Öte yandan birçok siyasi parti temsilcisi, kayyım atamasına karşı Hakkari halkıyla dayanışmak için kentte geldi. EHP Genel Başkanı, Hakan Öztürk, SYKP Eş Genel Başkanı Feray Yılmaz Mertoğlu, ESP Eş Genel Başkanı Beycan Taşkıran ve SODAP Temsilcisi Orhan Kok, "Beraber hareket edersek bu kaderi değiştirebiliriz" mesajı verdi.
"HAKKARİ VE İZMİR EŞİT Mİ?"
EHP Genel Başkanı Hakan Öztürk, Kürtlerin seçme ve seçilme haklarının gasp edildiğini söylerken "Bu dünyanın neresinde var? Latin Amerika'da mı var, Afrika'da, Asya'da ya da Avrupa'da mı var? Bu nereden örnek alınan bir uygulamadır? Ayrıyeten Kürt halkı her seferinde bir 'sorun' olduğunu dile getiriyor, fakat herkesin dilinde bir 'kardeşlik' serüveni var. Türkiye'de şu an Hakkari ve İzmir eşit mi? Değil. Ama İzmir ve Hakkari'nin eşit olması gerekiyor, Hakkarili olan insanlar bu ülkenin yurttaşları değil mi? Anayasa haklarına sahipken Hakkari halkına yapılan bu uygulama ne? O açıdan bütün Türkiye toplumunun buna ses çıkarması gerekiyor" ifadelerini kullandı.

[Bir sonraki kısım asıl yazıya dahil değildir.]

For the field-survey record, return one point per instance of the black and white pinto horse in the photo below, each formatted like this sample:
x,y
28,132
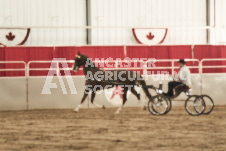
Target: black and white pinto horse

"HİLELERLE KAZANAMADIKLARI BELEDİYEYİ BU YOLLA ALAMAZLAR"
SYKP Eş Genel Başkanı Feray Yılmaz Mertoğlu ise bütün mücadele kesimlerinin yan yana gelmesinin artık zorunlu olduğunu söyleyerek şöyle devam etti: "Anayasa yapacak bir iktidar değildirler, yapacakları anayasanın kimseye yararı olmayacaktır. Biz sosyalist partiler olarak buna dur demek zorundayız, Kürt halkı yalnız değildir. Kürt halkının seçme seçilme hakkı gasp edilemez, halkın seçme ve seçilme hakkını derhal iade etmeliler. Hakkari Belediye eş başkanını göreve iade etmeliler. Burada çeşitli hilelerle oy taşımalarla kazanamadıkları belediyeyi bu yolla alamazlar, buna asla müsaade etmeyeceğiz."
"NORMALLEŞME KÜTLERE VE EMEKÇİLERE UĞRAMADI"
SODAP Temsilcisi Orhan Kok da şunları şu ifadeleri kullandı: "31 Mart yenilgisinin faturasını hızlı bir şekilde Kürtlere kesmeye çalıştı. Son demlerini yaşıyorlar, bunu görmek gerekiyor. AKP’nin bu kadar saldırgan bir tavır sergilemesinden 'normalleşmenin' Kürtlere ve emekçilere uğramadığını görüyoruz. 'Normalleşmenin' kendisi Kürt'e kadar, emekçiye ve işçiye kadardır."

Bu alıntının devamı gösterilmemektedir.